Paulie picked up on the post too.
The passage in Bayley's article that raised eyebrows was this,
The architecture both expresses and helps direct a new educational philosophy. Rigidity went the way of the cane. Academies must respect key stage testing, but do not have to follow the national curriculum. This ventilates both the style of teaching and the plan of the building. The way it was explained to me was: we don't do French language and history, we do 'Napoleon'. This way, pupils learn about motivational leadership and acquire French language and history at the same time.
It's a masterpiece. Six short sentences. How is it possible to cram so much bollocks into such a small space? OK lets briefly pass over the suspicion that best way to speak French might just be to learn French. Let's ignore that a study of Napoleon alone could leave a few gaps in someone's knowledge of the history of France, however significant he undoubtedly was. And it would take far too long to unpack the concept of motivational leadership (funny how they rarely talk about the motivated led), which has a long, and slightly dubious, historical pedigree.

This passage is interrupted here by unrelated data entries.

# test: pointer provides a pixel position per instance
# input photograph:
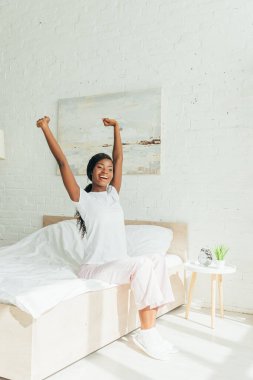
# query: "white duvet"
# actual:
(41, 270)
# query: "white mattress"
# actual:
(40, 271)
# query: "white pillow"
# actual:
(147, 239)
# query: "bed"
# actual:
(35, 348)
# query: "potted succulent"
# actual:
(220, 252)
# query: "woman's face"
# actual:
(102, 173)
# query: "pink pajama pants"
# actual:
(147, 276)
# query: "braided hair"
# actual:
(91, 164)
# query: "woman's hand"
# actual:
(110, 122)
(43, 122)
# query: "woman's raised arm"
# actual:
(117, 153)
(66, 173)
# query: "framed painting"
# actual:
(81, 133)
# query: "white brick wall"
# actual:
(199, 52)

No, it is clear that Britain needs motivational leaders to take it forward to a bright new future. Who better than Napoleon as a role model? He was a high achiever certainly. He seized power, crowned himself emperor in a fit of megalomania, helped plunge Europe into war, ultimately led his country to defeat and spent his last years in bitter exile. Just what Britain needs; an economic model based on Enron.